Intel Unveils the Tremont Microarchitecture: Going After ST Performance
Front End
The most drastic change in Tremont is not the back-end but rather the front-end. Intel upgraded the branch prediction unit, now considering it close to their big core levels of accuracy. It’s beefier with long target arrays and long histories. Tremont features a multi-level predictor. The first level predictor which is lighter can predict with no bubbles while the second-level predictor adds two cycles of bubbles before switching over. Intel says that this gives them a fairly balanced machine with good throughput on well-predicted tight loops at the L1 PB level and good coverage from the L2 PB.
The branch predictor runs ahead on the 64B cache line, decoupled from the rest of the front-end, scanning 32 bytes at a time (half a line). Predict scans for branches. If a branch is encountered but is not taken, it continues to scan on. If it’s taken, you get the next starting address of the new decode stream – this is important for later on. When a branch is taken, it’s directed to fetch which will do your standard TLB and tag lookups and determine if the data is resident in the L1 cache. If the line is not in the L1 cache, a miss starts. Tremont supports up to eight outstanding misses. Likewise, if the branch is a hit, fetch will direct to retrieve it from the cache to the instruction cache data queue.
Dual-Cluster Out-of-order 3-Way Symmetric Decode
Here is why the discussion about finding new instruction streams was important. Tremont took the whole decode portion of Goldmont Plus and essentially doubled it. In other words, Tremont has a dual-cluster 3-way symmetric decode. Each cluster incorporates its own I$ data queue, 3-way decoder, and an instruction decode queue. The reason is so that each cluster can be given its own instruction stream and operate as if it’s an independent core front end.
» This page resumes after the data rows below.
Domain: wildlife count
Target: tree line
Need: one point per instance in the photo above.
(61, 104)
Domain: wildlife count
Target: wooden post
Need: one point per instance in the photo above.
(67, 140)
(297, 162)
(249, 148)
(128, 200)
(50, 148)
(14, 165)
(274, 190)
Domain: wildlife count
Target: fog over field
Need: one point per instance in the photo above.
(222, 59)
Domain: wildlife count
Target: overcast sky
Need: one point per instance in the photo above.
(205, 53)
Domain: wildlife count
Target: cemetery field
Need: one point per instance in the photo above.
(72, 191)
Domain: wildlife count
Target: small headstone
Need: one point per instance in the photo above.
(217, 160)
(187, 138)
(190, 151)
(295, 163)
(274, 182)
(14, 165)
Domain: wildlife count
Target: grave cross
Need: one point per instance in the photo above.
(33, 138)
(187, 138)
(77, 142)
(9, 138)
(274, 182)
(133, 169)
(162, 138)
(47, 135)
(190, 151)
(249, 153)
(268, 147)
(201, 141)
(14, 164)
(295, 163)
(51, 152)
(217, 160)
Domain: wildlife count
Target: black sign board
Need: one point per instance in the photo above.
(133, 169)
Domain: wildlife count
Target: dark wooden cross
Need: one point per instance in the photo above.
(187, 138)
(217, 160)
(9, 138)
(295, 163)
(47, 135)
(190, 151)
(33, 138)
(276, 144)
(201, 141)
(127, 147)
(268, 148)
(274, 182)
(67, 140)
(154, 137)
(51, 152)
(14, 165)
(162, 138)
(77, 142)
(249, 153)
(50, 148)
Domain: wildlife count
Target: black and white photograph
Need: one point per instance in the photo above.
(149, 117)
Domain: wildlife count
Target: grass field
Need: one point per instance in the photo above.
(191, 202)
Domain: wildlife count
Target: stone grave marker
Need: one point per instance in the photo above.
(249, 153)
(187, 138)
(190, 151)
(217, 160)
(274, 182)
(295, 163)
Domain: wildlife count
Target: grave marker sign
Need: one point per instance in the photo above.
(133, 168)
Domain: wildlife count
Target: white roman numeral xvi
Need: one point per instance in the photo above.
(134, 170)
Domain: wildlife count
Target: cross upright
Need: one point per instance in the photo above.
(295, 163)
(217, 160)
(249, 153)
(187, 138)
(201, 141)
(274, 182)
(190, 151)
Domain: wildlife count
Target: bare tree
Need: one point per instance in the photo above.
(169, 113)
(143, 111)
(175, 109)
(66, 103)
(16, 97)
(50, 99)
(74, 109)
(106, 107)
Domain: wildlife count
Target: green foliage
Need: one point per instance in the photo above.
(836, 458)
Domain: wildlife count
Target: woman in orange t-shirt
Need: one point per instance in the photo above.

Going back to the branch predictor discussed earlier. Suppose a subroutine is called. Cluster 0 will start operating on that instruction stream, decoding instructions and storing them in its instruction decode queue. While this is happening, suppose there is a function call to another subroutine in the instruction stream. The predictor will encounter a predicted taken, determine the new target address of the new instruction stream will be set up on the second cluster to start running in parallel to the first – essentially out of order. The front end will continue to load-balance between the two decode clusters while it detects new branches, allowing predict, fetch, and decode to operate concurrently without one necessarily blocking the other.
But what does this buy them? At a high level, Tremont is now a 6-wide decode with a peak decode throughput of six x86 instructions per cycle (for the most part, ignoring some of the really complex stuff that will incur throughput penalties). You can take the standard approach which is to widen the entire front end to something like a 5-wide or even 6 inline decoders but this is quite taxing which is why you’d usually add something like a big micro-op cache to improve the power efficiency by storing decoded instructions. Tremont took a slightly different approach. Like its predecessor, Goldmont Plus, an instruction stream only passes through 3 decoders so it’s essentially the same as before, but by doubling the whole decode cluster, Tremont can operate on two instruction streams simultaneously, significantly improving the front-end throughput without the area requirement.
By the way, Tremont has the option to operate in a single-cluster mode – this is a fused option so it must be done by Intel per-chip per product. What this does is essentially disable one of the clusters entirely so you get a similar front-end to Goldmont Plus (i.e., just a standard 3-way decode). This limits the decode throughput to just three instructions per cycle, limiting the peak throughput of the machine to three. This option makes different performance-power tradeoffs and for some workloads, the lower peak power consumption per core. This mode might be set by Intel for certain products where they believe the per-core power-efficiency tradeoffs are better.
Finally, the decoded results from the decoders are queued up in its own instruction decode queues. Note that while the two streams might be decoding out of order, they are queued up in their own decoded queues in order so they can be picked up in order.